Counterarguments & Tensions

Purpose: Objections and complications to the main findings.

Requirements:

  • Steelmanned (strongest version)
  • Evidence supporting the counterargument
  • Strength assessment

Format:

## Counterarguments & Tensions

### [Counterargument 1]

**The Objection:** [Stated fairly and strongly] **Supporting Evidence:** [What
supports this objection] **Strength:** [Strong/Moderate/Weak] **Source:**
[Citation]

### [Counterargument 2]

...

Contradictions Between Sources

Purpose: Flag disagreements rather than resolving them artificially.

Requirements:

  • Nature of disagreement stated clearly
  • Both positions presented
  • DO NOT artificially resolve

Format:

## Contradictions Between Sources

### [Topic of Disagreement]

**Source A claims:** [Position with citation] **Source B claims:** [Position
with citation] **Nature of conflict:**
[Factual/Interpretive/Methodological/etc.] **Resolution status:** [Unresolved —
presented for author decision]

Unexpected Discoveries

Purpose: Capture valuable tangential findings.

Requirements:

  • Clearly marked as tangential
  • Brief explanation of potential relevance
  • Source noted

Format:

## Unexpected Discoveries

- **[Discovery]:** [Brief description] — May be relevant to [chapter/topic].
  Source: [Citation]

Visual / Data Opportunities

Purpose: Flag material suitable for figures, tables, or charts.

Format:

## Visual / Data Opportunities

| Data/Concept  | Suggested Visualization      | Source     |
| ------------- | ---------------------------- | ---------- |
| [Description] | [Table/Chart/Figure/Diagram] | [Citation] |

Connections to Other Chapters

Purpose: Note findings relevant elsewhere in the book.

Format:

## Connections to Other Chapters

| Finding   | Relevant To          | Notes             |
| --------- | -------------------- | ----------------- |
| [Finding] | Chapter [X]: [Title] | [How it connects] |

Formatting Conventions

Headers

Use ## for main sections, ### for subsections.

Citations

Chicago format throughout.
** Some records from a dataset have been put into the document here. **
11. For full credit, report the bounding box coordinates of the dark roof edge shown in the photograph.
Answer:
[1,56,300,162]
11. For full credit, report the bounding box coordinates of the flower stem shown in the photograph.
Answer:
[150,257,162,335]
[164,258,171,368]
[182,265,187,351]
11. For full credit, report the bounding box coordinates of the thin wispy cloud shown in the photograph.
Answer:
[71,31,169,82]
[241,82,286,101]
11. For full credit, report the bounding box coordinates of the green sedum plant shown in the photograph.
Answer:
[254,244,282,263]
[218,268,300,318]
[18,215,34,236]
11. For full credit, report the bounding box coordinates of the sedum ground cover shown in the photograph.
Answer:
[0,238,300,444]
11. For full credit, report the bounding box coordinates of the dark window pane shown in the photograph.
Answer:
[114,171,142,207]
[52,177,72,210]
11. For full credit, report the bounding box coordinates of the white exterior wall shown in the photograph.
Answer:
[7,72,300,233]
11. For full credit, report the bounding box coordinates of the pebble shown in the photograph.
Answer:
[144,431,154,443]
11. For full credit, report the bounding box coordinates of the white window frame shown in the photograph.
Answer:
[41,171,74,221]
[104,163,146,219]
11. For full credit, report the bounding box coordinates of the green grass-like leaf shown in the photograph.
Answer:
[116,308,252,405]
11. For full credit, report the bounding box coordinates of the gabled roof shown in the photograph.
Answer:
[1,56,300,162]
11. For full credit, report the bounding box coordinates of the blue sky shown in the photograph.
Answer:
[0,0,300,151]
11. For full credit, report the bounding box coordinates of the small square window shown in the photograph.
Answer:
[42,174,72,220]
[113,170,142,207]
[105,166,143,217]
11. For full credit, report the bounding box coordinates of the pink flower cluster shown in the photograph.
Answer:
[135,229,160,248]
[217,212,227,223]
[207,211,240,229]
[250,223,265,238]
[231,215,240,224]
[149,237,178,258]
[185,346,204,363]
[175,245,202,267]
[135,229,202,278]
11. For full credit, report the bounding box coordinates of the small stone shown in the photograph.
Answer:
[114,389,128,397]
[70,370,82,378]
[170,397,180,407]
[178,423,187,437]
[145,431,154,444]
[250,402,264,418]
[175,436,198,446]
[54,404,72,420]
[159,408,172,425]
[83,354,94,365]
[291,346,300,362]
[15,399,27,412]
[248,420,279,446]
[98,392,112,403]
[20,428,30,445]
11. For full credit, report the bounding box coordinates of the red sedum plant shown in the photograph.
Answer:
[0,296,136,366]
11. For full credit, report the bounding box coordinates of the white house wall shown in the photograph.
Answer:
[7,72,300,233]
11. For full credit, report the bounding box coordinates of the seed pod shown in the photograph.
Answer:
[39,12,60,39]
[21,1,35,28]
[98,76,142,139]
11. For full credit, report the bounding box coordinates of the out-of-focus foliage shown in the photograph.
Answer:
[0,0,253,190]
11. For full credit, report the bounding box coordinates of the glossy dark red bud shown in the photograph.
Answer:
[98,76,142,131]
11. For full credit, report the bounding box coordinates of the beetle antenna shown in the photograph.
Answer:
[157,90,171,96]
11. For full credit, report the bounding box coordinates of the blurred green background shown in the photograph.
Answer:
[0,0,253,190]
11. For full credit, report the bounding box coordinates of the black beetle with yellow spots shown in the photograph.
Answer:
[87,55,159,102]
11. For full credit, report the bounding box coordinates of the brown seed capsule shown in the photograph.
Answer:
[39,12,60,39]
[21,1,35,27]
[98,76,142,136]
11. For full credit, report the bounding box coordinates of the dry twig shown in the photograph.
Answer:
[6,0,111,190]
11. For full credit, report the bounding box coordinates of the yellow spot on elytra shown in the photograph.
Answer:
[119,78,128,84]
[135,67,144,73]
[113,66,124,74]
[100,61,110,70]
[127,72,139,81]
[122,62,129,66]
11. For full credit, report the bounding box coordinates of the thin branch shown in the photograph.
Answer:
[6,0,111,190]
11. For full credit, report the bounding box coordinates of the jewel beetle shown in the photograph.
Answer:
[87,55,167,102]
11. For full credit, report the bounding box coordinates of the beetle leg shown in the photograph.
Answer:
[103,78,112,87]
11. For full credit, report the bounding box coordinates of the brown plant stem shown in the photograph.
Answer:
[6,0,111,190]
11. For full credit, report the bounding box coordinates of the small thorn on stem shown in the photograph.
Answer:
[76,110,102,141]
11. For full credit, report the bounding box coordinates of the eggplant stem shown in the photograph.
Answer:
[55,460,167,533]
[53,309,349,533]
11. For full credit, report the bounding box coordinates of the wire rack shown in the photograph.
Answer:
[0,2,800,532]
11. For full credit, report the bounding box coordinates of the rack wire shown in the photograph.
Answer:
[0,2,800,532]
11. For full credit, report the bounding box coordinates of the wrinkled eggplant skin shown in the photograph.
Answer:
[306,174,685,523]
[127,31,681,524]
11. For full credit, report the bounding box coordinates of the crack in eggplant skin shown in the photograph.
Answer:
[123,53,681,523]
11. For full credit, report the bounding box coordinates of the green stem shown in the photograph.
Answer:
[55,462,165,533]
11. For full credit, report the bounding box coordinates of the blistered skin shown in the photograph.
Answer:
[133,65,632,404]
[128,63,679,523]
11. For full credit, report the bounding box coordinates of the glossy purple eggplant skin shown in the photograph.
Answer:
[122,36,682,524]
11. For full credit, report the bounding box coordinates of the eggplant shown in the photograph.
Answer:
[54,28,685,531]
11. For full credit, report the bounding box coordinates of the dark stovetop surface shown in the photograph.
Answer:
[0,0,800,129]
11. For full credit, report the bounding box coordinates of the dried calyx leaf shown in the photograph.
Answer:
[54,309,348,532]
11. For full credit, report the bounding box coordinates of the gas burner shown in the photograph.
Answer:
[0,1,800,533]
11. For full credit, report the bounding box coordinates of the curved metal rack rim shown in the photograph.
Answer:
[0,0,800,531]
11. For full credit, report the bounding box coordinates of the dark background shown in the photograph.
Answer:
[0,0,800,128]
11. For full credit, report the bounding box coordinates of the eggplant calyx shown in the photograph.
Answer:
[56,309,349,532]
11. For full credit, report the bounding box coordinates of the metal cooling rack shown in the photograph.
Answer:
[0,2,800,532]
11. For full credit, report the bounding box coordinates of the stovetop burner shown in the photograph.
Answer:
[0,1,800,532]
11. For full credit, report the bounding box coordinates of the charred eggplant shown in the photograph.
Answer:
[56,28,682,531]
See references/citation-standards.md.

Verification Flags

  • [Retrieved] — Actually accessed during this research session
  • [Training] — From training data, not freshly retrieved

Strength Ratings

  • Direct — Directly addresses the question
  • Tangential — Related but not directly on point
  • Context — Background information

Primary/Secondary Flags

  • [Primary] — Original source
  • [Secondary] — Analysis or citation of primary

Quality Checklist for Outputs

Before considering research output complete:

  • All required core sections present
  • Gap identification matches the prompt
  • Summary directly answers the question
  • Key evidence has full citations
  • Source list is complete
  • Confidence assessment is realistic
  • Synthesis statement is clear and concise
  • Applicable conditional sections included
  • Citations are Chicago format
  • Verification flags present
  • Contradictions flagged (not hidden)
  • Counterarguments steelmanned

See Also

  • assets/templates/research-output-format-example.md — Full example of a properly formatted output
  • references/citation-standards.md — Citation format details
  • references/source-evaluation-guide.md — How to assess source quality

Include output format specifications in research prompts. Use this standard when validating whether returned research meets format requirements.